La recherche de la vérité - ou plutôt de ce type de vérité recherchée par l'exercice de la méthode expérimentale - prime toute autre préoccupation, avec l'avantage énorme de l'ouverture, c'est-à-dire la possibilité d'être remise sans cesse en question et révisée; mais aussi, évidemment, avec l'inconvénient de sa dissociation possible d'avec le monde des vérités subjectives, de l'esthétique et de l'éthique.
Cette dissociation, qu'on constate aujourd'hui non seulement comme un possible mais comme un état de fait, probablement responsable d'ailleurs de ce qu'on appelle souvent la crise de la science, et même la crise de l'Occident, a une histoire. Elle n'a pas toujours existé telle quelle, même en Occident.
La science, née dans la Grèce antique, n'a pris le visage qu'on lui connaît qu'au cours des deux derniers siècles de son histoire. Auparavant, disons jusqu'à Newton pour fixer les idées, la loi morale était confondue avec la loi naturelle, ou plus exactement les deux lois avaient une origine commune, à savoir Dieu créateur qui était la garantie de leur unité. Cette unité n'était jamais directement perçue comme une donnée d'expérience ; elle ne l'est d'ailleurs toujours pas, ou rarement. Bien au contraire, l'expérience souvent faisait - fait toujours - douter que les lois de la nature fonctionnent en harmonie avec les lois morales.
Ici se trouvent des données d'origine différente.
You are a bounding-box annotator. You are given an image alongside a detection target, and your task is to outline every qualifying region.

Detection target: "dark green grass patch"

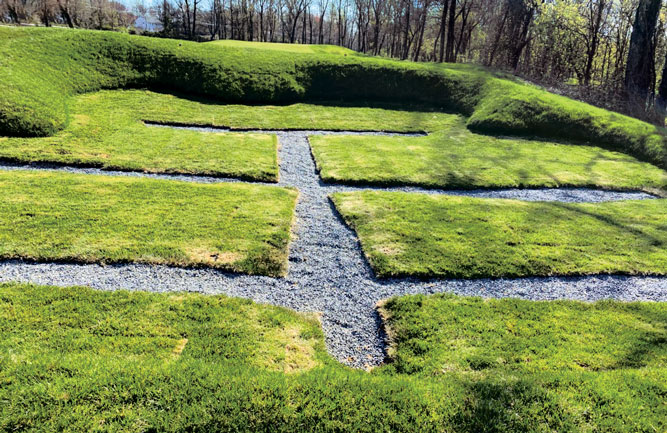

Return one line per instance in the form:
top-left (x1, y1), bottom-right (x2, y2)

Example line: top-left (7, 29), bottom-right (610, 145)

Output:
top-left (2, 283), bottom-right (665, 432)
top-left (0, 171), bottom-right (297, 276)
top-left (0, 90), bottom-right (279, 181)
top-left (332, 191), bottom-right (667, 278)
top-left (378, 293), bottom-right (667, 432)
top-left (310, 123), bottom-right (667, 194)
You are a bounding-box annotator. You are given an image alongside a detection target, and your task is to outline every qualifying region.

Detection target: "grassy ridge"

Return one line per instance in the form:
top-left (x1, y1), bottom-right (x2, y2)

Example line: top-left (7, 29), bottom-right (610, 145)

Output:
top-left (2, 283), bottom-right (665, 432)
top-left (0, 171), bottom-right (297, 276)
top-left (332, 191), bottom-right (667, 279)
top-left (1, 27), bottom-right (664, 168)
top-left (209, 39), bottom-right (358, 55)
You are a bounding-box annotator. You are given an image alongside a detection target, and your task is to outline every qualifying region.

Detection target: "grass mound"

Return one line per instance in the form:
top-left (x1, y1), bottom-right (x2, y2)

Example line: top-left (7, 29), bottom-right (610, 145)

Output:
top-left (1, 27), bottom-right (665, 168)
top-left (0, 171), bottom-right (297, 276)
top-left (332, 191), bottom-right (667, 279)
top-left (2, 283), bottom-right (665, 432)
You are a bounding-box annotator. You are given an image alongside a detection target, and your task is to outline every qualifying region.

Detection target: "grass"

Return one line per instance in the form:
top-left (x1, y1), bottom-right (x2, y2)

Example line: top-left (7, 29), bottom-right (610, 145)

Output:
top-left (1, 27), bottom-right (664, 168)
top-left (2, 282), bottom-right (665, 432)
top-left (209, 39), bottom-right (358, 55)
top-left (310, 122), bottom-right (667, 194)
top-left (0, 171), bottom-right (298, 276)
top-left (378, 293), bottom-right (667, 432)
top-left (332, 191), bottom-right (667, 279)
top-left (0, 90), bottom-right (279, 180)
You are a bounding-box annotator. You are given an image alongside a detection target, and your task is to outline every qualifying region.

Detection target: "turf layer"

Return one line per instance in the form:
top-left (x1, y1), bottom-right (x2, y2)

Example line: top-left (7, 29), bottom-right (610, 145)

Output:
top-left (310, 128), bottom-right (667, 194)
top-left (2, 283), bottom-right (665, 432)
top-left (332, 191), bottom-right (667, 279)
top-left (0, 171), bottom-right (297, 276)
top-left (0, 90), bottom-right (279, 181)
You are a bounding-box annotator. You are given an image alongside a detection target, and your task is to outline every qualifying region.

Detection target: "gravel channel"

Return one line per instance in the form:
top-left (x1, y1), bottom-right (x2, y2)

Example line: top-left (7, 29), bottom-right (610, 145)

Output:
top-left (0, 128), bottom-right (664, 368)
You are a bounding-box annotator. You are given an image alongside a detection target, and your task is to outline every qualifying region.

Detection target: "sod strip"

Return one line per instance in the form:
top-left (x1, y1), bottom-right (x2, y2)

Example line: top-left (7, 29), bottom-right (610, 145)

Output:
top-left (0, 91), bottom-right (279, 181)
top-left (310, 132), bottom-right (667, 194)
top-left (0, 171), bottom-right (297, 276)
top-left (332, 191), bottom-right (667, 279)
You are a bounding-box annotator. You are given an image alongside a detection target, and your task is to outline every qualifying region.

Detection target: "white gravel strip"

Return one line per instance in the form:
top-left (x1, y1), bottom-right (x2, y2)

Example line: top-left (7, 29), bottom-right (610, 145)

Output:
top-left (0, 129), bottom-right (664, 369)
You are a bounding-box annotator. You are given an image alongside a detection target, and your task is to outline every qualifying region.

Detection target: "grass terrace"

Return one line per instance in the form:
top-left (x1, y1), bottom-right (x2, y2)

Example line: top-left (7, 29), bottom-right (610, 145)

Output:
top-left (0, 171), bottom-right (297, 276)
top-left (0, 90), bottom-right (279, 181)
top-left (332, 191), bottom-right (667, 279)
top-left (310, 128), bottom-right (667, 194)
top-left (2, 283), bottom-right (665, 432)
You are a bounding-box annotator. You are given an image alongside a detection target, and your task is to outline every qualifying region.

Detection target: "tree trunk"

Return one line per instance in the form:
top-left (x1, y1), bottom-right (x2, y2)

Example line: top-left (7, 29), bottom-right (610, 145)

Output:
top-left (445, 0), bottom-right (456, 62)
top-left (624, 0), bottom-right (661, 104)
top-left (437, 0), bottom-right (449, 62)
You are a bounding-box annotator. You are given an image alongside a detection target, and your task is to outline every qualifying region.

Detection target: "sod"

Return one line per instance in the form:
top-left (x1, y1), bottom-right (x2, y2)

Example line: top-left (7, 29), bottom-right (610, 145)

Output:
top-left (1, 27), bottom-right (665, 168)
top-left (332, 191), bottom-right (667, 279)
top-left (2, 283), bottom-right (665, 432)
top-left (0, 171), bottom-right (297, 276)
top-left (377, 293), bottom-right (667, 432)
top-left (0, 90), bottom-right (279, 181)
top-left (310, 126), bottom-right (667, 194)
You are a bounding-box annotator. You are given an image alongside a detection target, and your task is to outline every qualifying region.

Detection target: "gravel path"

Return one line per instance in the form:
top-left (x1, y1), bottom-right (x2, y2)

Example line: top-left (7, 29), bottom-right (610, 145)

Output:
top-left (0, 129), bottom-right (664, 369)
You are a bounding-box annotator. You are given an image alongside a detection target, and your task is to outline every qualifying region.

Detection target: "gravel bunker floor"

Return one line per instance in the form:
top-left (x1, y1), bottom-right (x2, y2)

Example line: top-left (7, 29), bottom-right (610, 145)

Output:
top-left (0, 129), bottom-right (665, 369)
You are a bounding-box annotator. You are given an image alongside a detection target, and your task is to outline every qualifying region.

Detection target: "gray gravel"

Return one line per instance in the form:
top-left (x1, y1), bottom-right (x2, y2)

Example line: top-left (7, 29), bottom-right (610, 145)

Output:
top-left (0, 129), bottom-right (664, 369)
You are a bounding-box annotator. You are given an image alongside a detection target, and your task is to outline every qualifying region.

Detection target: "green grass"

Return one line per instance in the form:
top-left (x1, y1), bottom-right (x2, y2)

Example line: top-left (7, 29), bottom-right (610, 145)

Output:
top-left (0, 90), bottom-right (279, 180)
top-left (209, 39), bottom-right (358, 55)
top-left (2, 282), bottom-right (665, 432)
top-left (332, 191), bottom-right (667, 278)
top-left (310, 121), bottom-right (667, 194)
top-left (378, 293), bottom-right (667, 432)
top-left (0, 171), bottom-right (297, 276)
top-left (1, 27), bottom-right (664, 168)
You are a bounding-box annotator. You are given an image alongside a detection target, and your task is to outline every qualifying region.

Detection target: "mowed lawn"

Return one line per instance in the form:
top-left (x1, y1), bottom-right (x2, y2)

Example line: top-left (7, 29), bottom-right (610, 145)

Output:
top-left (378, 294), bottom-right (667, 432)
top-left (2, 283), bottom-right (665, 432)
top-left (310, 128), bottom-right (667, 194)
top-left (0, 91), bottom-right (279, 181)
top-left (110, 89), bottom-right (453, 132)
top-left (0, 171), bottom-right (297, 276)
top-left (332, 191), bottom-right (667, 278)
top-left (209, 39), bottom-right (358, 55)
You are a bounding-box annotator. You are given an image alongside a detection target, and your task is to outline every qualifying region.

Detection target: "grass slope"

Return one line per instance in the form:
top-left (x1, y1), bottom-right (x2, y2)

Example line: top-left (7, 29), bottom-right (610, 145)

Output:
top-left (378, 293), bottom-right (667, 432)
top-left (332, 191), bottom-right (667, 278)
top-left (0, 90), bottom-right (279, 180)
top-left (310, 124), bottom-right (667, 194)
top-left (209, 39), bottom-right (357, 55)
top-left (2, 283), bottom-right (665, 432)
top-left (1, 27), bottom-right (664, 168)
top-left (0, 171), bottom-right (297, 276)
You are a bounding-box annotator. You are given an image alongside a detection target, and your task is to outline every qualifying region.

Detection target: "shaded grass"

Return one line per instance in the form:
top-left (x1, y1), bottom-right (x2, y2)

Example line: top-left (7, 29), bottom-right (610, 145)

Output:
top-left (332, 191), bottom-right (667, 278)
top-left (137, 89), bottom-right (453, 132)
top-left (0, 90), bottom-right (279, 181)
top-left (310, 122), bottom-right (667, 194)
top-left (0, 171), bottom-right (297, 276)
top-left (2, 283), bottom-right (665, 432)
top-left (1, 27), bottom-right (664, 168)
top-left (378, 293), bottom-right (667, 432)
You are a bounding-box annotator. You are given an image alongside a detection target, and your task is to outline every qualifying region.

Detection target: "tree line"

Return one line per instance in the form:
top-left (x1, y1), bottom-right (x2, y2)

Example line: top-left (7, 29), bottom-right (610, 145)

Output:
top-left (2, 0), bottom-right (667, 123)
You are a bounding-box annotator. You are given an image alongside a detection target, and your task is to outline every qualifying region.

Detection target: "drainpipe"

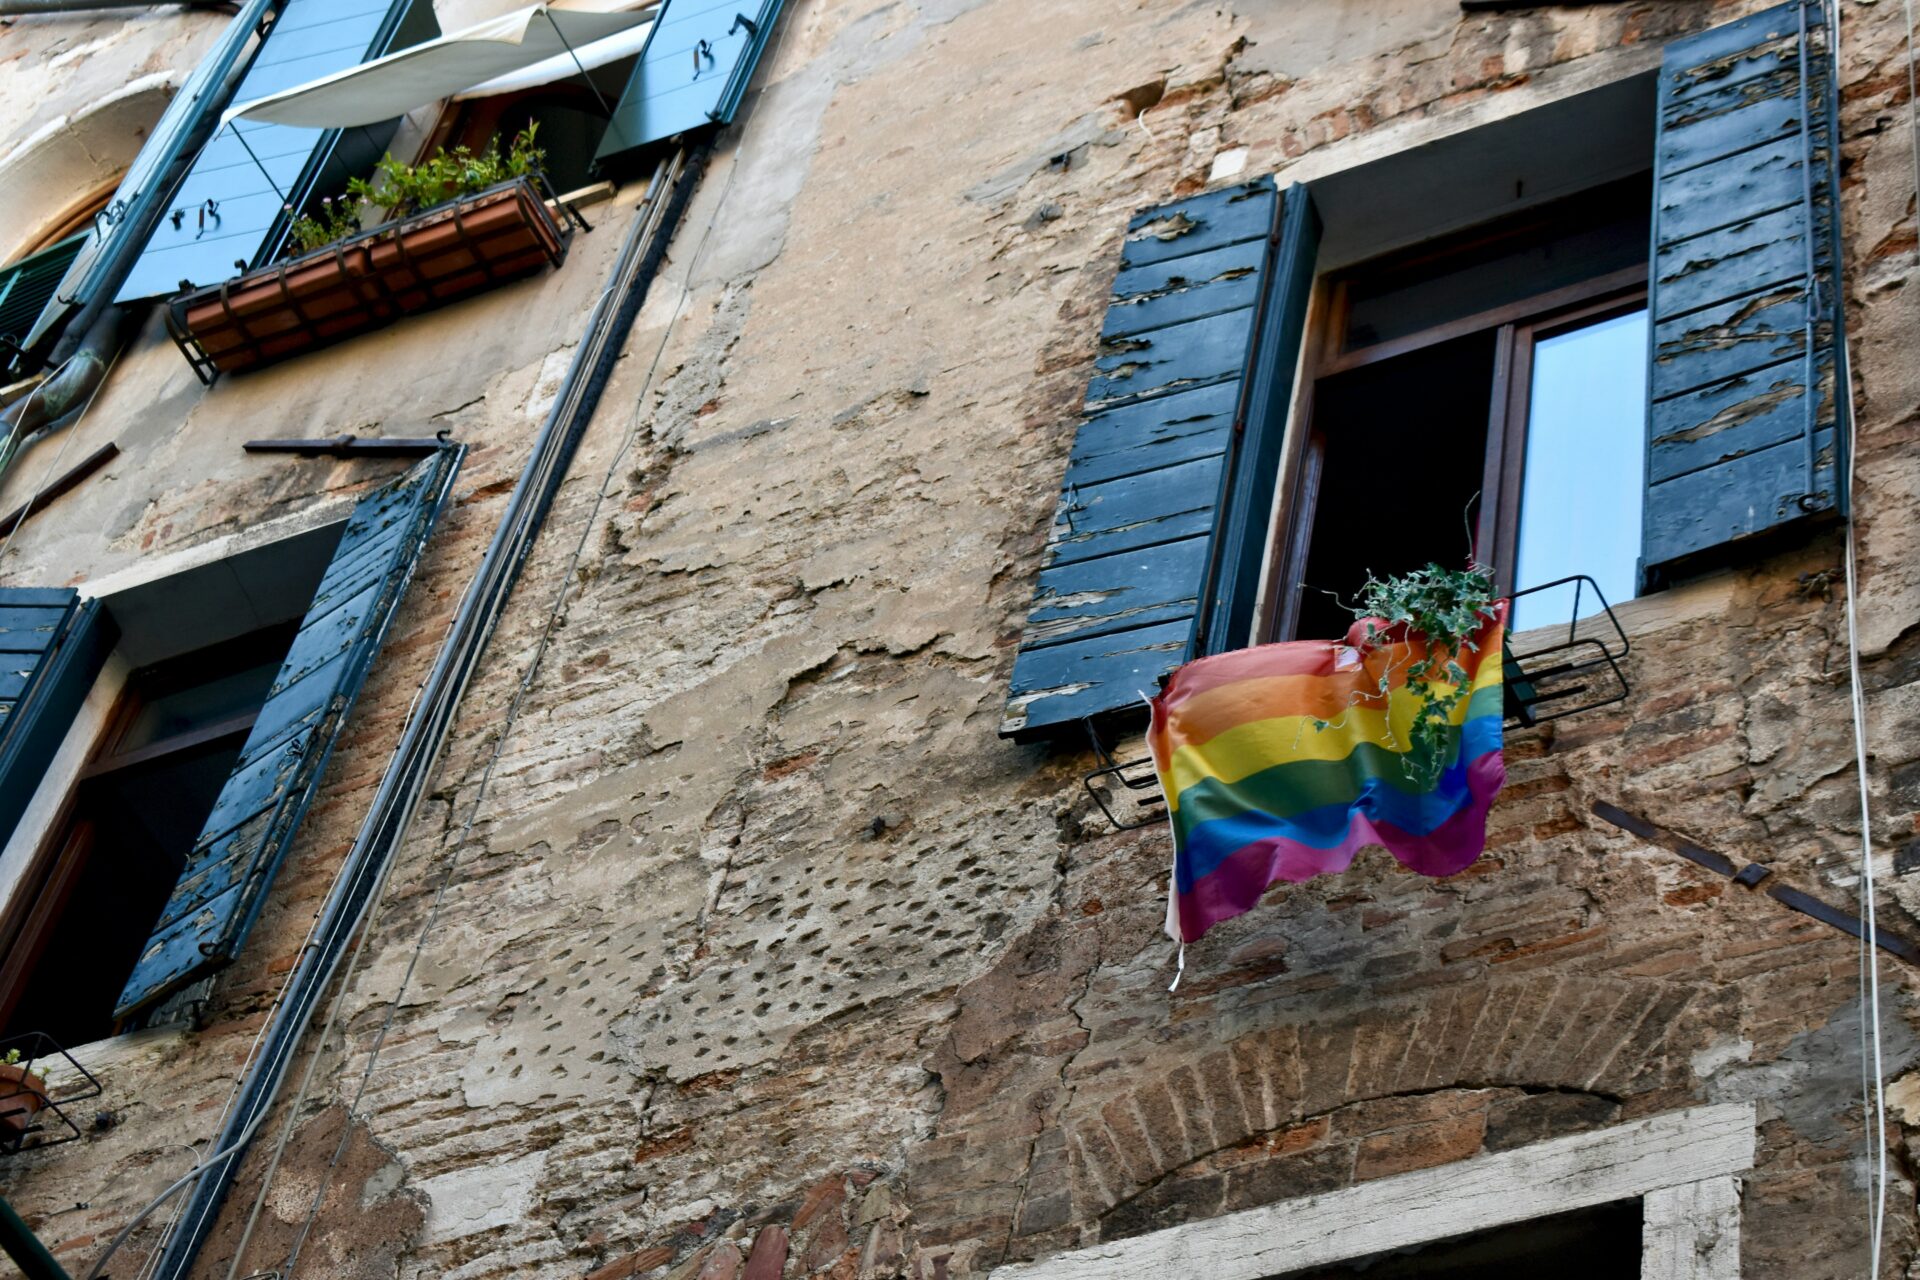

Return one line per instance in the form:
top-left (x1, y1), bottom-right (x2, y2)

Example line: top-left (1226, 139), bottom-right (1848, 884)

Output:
top-left (0, 307), bottom-right (137, 479)
top-left (0, 1196), bottom-right (73, 1280)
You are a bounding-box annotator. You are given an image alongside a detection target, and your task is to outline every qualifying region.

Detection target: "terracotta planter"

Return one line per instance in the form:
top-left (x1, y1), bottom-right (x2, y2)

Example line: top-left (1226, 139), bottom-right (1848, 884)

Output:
top-left (168, 176), bottom-right (571, 377)
top-left (0, 1062), bottom-right (48, 1137)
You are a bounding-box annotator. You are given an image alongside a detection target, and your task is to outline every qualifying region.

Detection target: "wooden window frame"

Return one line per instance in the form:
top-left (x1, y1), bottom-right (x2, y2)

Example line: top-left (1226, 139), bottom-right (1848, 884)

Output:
top-left (1261, 259), bottom-right (1646, 644)
top-left (0, 646), bottom-right (263, 1035)
top-left (987, 1102), bottom-right (1753, 1280)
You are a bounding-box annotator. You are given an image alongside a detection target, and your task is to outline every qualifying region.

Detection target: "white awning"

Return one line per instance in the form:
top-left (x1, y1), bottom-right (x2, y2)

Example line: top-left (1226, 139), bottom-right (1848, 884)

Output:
top-left (222, 3), bottom-right (656, 130)
top-left (454, 20), bottom-right (652, 101)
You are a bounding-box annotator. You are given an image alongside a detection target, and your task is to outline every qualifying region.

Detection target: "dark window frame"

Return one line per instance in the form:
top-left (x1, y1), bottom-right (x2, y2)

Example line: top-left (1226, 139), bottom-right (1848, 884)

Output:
top-left (1260, 206), bottom-right (1650, 644)
top-left (0, 626), bottom-right (290, 1042)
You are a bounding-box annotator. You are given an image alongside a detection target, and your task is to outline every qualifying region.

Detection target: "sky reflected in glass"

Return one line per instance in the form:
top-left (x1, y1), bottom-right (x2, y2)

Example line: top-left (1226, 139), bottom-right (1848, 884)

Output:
top-left (1511, 309), bottom-right (1648, 632)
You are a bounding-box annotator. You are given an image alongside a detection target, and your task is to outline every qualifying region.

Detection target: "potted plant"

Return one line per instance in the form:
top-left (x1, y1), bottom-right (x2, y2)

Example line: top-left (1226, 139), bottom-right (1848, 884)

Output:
top-left (0, 1048), bottom-right (49, 1138)
top-left (166, 126), bottom-right (578, 379)
top-left (1313, 563), bottom-right (1504, 790)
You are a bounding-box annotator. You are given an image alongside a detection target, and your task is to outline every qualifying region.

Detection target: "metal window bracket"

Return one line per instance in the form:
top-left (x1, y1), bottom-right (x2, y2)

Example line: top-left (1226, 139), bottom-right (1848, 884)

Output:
top-left (0, 1032), bottom-right (103, 1158)
top-left (1081, 719), bottom-right (1164, 832)
top-left (244, 433), bottom-right (451, 458)
top-left (1504, 574), bottom-right (1631, 728)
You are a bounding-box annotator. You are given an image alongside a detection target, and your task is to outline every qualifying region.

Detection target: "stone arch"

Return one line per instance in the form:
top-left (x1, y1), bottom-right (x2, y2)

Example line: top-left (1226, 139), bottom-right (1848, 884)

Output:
top-left (0, 72), bottom-right (178, 265)
top-left (1063, 974), bottom-right (1731, 1229)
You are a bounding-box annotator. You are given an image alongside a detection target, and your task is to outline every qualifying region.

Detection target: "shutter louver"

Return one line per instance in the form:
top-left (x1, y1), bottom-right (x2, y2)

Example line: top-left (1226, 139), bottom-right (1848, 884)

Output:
top-left (1000, 180), bottom-right (1319, 741)
top-left (595, 0), bottom-right (784, 162)
top-left (115, 448), bottom-right (462, 1022)
top-left (1643, 0), bottom-right (1845, 578)
top-left (113, 0), bottom-right (439, 304)
top-left (0, 590), bottom-right (115, 852)
top-left (0, 234), bottom-right (87, 352)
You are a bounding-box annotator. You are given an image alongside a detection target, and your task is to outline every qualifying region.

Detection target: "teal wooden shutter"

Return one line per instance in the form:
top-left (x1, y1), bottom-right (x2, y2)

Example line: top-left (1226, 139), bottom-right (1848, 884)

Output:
top-left (1000, 180), bottom-right (1320, 741)
top-left (1644, 0), bottom-right (1844, 578)
top-left (595, 0), bottom-right (784, 162)
top-left (114, 0), bottom-right (439, 303)
top-left (0, 590), bottom-right (115, 851)
top-left (0, 234), bottom-right (87, 358)
top-left (115, 448), bottom-right (461, 1022)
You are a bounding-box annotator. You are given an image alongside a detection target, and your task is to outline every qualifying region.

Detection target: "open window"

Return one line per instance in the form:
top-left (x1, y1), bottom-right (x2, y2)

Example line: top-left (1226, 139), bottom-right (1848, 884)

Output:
top-left (1002, 1), bottom-right (1843, 744)
top-left (0, 622), bottom-right (309, 1046)
top-left (1274, 176), bottom-right (1650, 641)
top-left (0, 450), bottom-right (460, 1049)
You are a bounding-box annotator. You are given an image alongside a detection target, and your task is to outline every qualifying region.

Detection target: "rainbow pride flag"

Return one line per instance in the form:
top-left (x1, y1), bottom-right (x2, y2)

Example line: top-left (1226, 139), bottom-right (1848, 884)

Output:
top-left (1149, 603), bottom-right (1508, 944)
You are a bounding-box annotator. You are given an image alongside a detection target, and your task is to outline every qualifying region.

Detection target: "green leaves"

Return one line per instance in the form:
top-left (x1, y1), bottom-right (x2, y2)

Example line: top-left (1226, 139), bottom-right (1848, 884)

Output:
top-left (283, 125), bottom-right (549, 258)
top-left (1312, 563), bottom-right (1498, 791)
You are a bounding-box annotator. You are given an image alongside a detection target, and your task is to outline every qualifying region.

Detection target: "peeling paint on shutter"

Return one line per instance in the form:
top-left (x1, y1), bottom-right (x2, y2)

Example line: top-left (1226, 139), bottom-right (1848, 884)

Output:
top-left (114, 448), bottom-right (461, 1022)
top-left (114, 0), bottom-right (439, 304)
top-left (1000, 180), bottom-right (1319, 741)
top-left (0, 590), bottom-right (115, 852)
top-left (1643, 0), bottom-right (1845, 578)
top-left (595, 0), bottom-right (784, 161)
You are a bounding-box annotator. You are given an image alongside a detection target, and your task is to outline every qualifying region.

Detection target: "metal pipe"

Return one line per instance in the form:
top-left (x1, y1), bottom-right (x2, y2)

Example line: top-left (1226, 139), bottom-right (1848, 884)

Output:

Mais, comme les lois de la nature étaient perçues comme l'expression de la volonté de Dieu, tout comme les lois morales elles-mêmes, cette origine servait de garantie à l'unité de ces lois, au moins dans le principe, même si l'expérience contredisait parfois cette unité ; cette contradiction par l'expérience pouvait alors être mise au compte, comme on dit, de l'ignorance des desseins impénétrables de Dieu en qui, par définition, la contradiction devait disparaître.
L'avènement de la mécanique rationnelle et son application à la mécanique céleste, avec la cosmologie de Kepler et de Galilée, ont quelque peu modifié les choses en montrant des phénomènes naturels gouvernés non pas par une volonté impénétrable de Dieu mais par des lois accessibles à la raison humaine ; mieux, par des lois mathématiques qui semblent produites par la raison.
Qu'on pense comme Galilée que l'univers est un livre dont la langue est les mathématiques, ou bien comme Poincaré que les mathématiques sont la langue de l'homme quand il étudie la nature, Dieu a changé de statut. Il a commencé par devenir mathématicien, puis il a disparu progressivement, remplacé par les physiciens - mathématiciens eux-mêmes -, dès lors qu'ils pouvaient s'en passer. Dans tous les cas, la garantie de l'unité de la loi morale et de la loi naturelle n'était plus Dieu créateur-législateur, mais la raison humaine. D'où cette période des grandes idéologies du XIXe siècle, où la raison devait découvrir les règles de conduite et d'organisation de la société, en harmonie avec les lois de la nature.
Aujourd'hui, tout cela est terminé. Ces idéologies ont échoué, et le libre exercice de la raison critique a abouti à l'échec de la raison elle-même pour fonder une éthique individuelle et sociale. Aussi en est-on arrivé à un état très particulier, spécifique de la civilisation occidentale en ce point-ci de son histoire. Dans cet état, tandis que les lois de la nature sont de mieux en mieux déchiffrées et maîtrisées par cette forme particulière d'exercice de la raison qu'est la méthode scientifique, on se résigne à ce que cet exercice ne soit pratiquement d'aucun secours pour le vécu individuel et social, l'élaboration et la découverte d'une éthique."
Henri Atlan, Entre le cristal et la fumée, Éditions du Seuil, 1979, pp. 273-274.